Health and Retirement Study
Access to data for secondary analysis from this biannual survey of older Americans that "paints an emerging portrait of an aging America's physical and mental health, insurance coverage, financial status, family support systems, labor market status, and retirement planning."  The report Growing Older in America: The Health and Retirement Study provides summary statistics.

National Center for Health Statistics

Longitudinal Studies of Aging
"The Longitudinal Studies of Aging (LSOAs) is a collaborative project of National Center for Health Statistics (NCHS) and the National Institute on Aging (NIA). It is a multicohort study of persons 70 years of age and over designed primarily to measure changes in the health, functional status, living arrangements, and health services utilization of two cohorts of Americans as they move into and through the oldest ages."

National Home and Hospice Care Survey
The 2007 National Home and Hospice Care Survey (NHHCS) is one in a continuing series of nationally representative sample surveys of U.S. home health and hospice agencies. It is designed to provide descriptive information on home health and hospice agencies, their staffs, their services, and their patients. NHHCS was first conducted in 1992 and was repeated in 1993, 1994, 1996, 1998, and 2000, and most recently in 2007.

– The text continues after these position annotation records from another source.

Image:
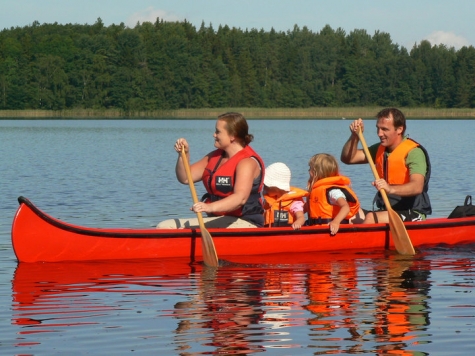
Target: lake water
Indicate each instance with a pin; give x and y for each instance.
(120, 173)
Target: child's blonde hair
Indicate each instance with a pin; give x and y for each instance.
(322, 165)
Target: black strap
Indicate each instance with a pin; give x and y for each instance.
(320, 221)
(467, 199)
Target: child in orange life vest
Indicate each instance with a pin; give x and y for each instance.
(283, 205)
(331, 199)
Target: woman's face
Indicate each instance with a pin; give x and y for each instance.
(221, 137)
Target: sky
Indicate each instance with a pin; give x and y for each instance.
(407, 21)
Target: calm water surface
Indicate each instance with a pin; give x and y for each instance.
(121, 174)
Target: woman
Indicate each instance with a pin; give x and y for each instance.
(232, 175)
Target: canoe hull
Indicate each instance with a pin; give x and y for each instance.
(36, 237)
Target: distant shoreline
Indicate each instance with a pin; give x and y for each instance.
(249, 113)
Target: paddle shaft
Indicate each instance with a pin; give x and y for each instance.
(210, 256)
(401, 239)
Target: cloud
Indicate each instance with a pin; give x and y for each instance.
(150, 14)
(449, 39)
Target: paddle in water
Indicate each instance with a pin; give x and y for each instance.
(401, 238)
(210, 257)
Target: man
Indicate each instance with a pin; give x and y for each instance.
(403, 166)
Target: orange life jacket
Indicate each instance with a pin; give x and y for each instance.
(319, 206)
(277, 211)
(394, 170)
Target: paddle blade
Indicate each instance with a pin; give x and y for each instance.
(210, 257)
(401, 238)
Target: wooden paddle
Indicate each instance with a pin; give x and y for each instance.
(401, 239)
(210, 257)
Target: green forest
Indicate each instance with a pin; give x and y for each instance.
(175, 65)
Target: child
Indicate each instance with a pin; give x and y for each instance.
(331, 199)
(284, 205)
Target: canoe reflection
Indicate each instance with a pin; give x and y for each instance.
(316, 301)
(70, 290)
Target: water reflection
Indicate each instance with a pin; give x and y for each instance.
(327, 303)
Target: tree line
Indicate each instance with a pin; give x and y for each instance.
(174, 65)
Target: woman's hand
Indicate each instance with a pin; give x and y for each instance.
(181, 142)
(201, 207)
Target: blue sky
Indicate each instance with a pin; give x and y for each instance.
(407, 21)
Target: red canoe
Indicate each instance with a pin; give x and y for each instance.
(38, 237)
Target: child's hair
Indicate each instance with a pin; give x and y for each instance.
(322, 165)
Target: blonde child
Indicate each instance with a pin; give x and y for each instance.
(331, 200)
(283, 205)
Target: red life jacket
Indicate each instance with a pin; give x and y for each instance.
(219, 181)
(319, 203)
(277, 211)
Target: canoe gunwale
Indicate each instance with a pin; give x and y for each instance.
(192, 232)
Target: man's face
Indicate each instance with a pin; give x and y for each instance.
(389, 136)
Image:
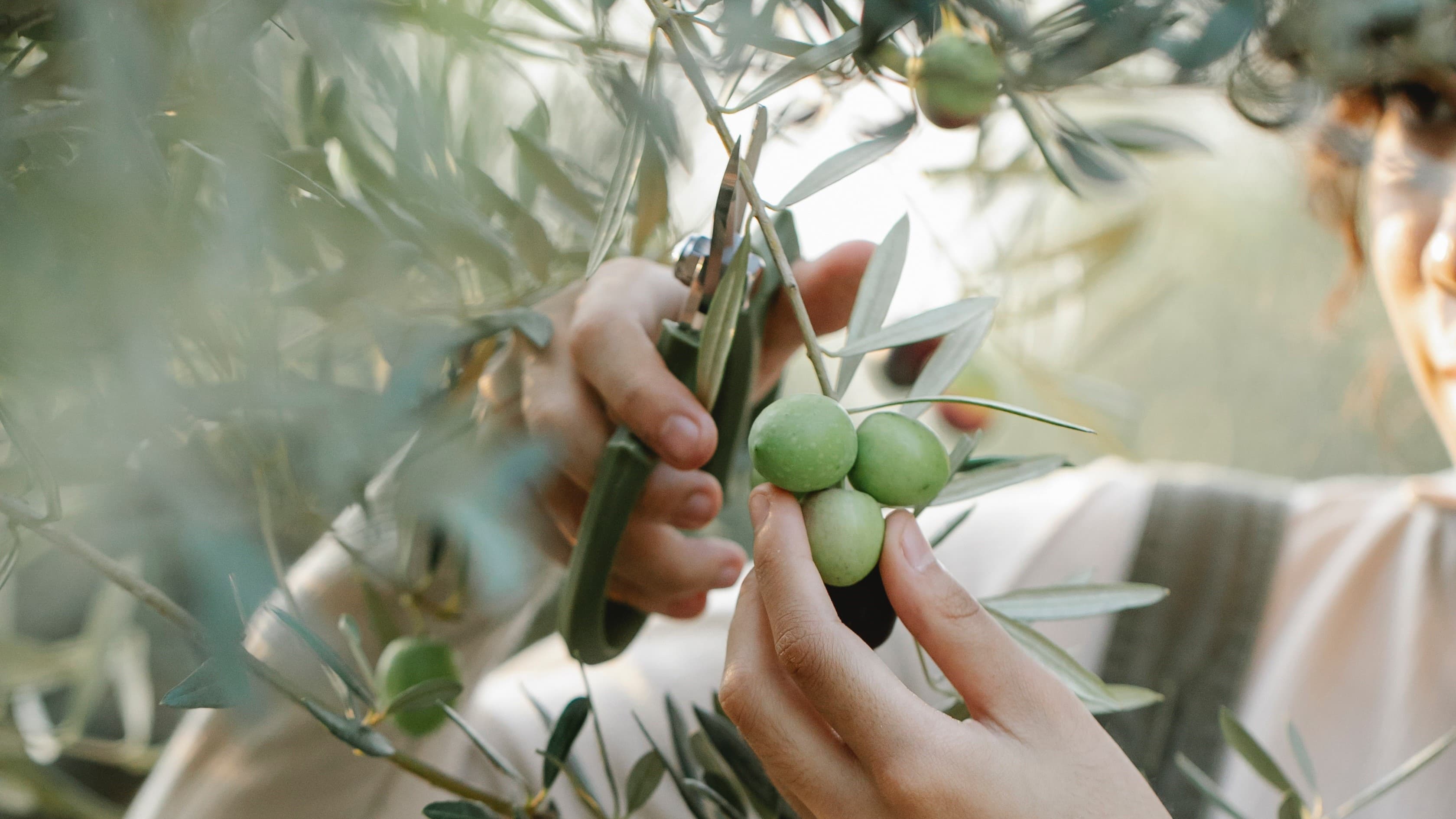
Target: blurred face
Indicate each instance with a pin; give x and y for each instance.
(1411, 209)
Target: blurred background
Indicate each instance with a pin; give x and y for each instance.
(237, 267)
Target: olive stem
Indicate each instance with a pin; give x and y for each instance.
(791, 288)
(986, 403)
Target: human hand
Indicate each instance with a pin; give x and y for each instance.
(842, 736)
(602, 369)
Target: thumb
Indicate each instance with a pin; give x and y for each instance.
(985, 665)
(829, 286)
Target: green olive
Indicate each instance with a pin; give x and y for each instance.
(900, 461)
(846, 533)
(408, 662)
(803, 444)
(956, 81)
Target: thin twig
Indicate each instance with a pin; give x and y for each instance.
(760, 212)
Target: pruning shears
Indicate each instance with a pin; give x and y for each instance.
(712, 348)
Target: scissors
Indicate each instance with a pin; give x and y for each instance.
(595, 627)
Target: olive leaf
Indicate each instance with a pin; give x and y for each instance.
(1075, 602)
(877, 289)
(357, 735)
(426, 694)
(1306, 766)
(573, 719)
(331, 659)
(846, 162)
(1398, 776)
(647, 774)
(207, 687)
(721, 327)
(1241, 741)
(1206, 786)
(458, 811)
(931, 324)
(996, 476)
(496, 760)
(803, 66)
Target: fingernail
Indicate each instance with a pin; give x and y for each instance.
(915, 547)
(680, 438)
(757, 506)
(699, 508)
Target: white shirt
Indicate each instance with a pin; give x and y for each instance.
(1358, 647)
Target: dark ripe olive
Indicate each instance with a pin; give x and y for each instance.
(900, 461)
(803, 444)
(408, 662)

National Nursing Home Survey
"The National Nursing Home Survey (NNHS) is a continuing series of national sample surveys of nursing homes, their residents, and their staff. Although each of these surveys emphasized different topics, they all provided some common basic information about nursing homes, their residents, and their staff. All nursing homes included in this survey had at least three beds and were either certified (by Medicare or Medicaid) or had a state license to operate as a nursing home."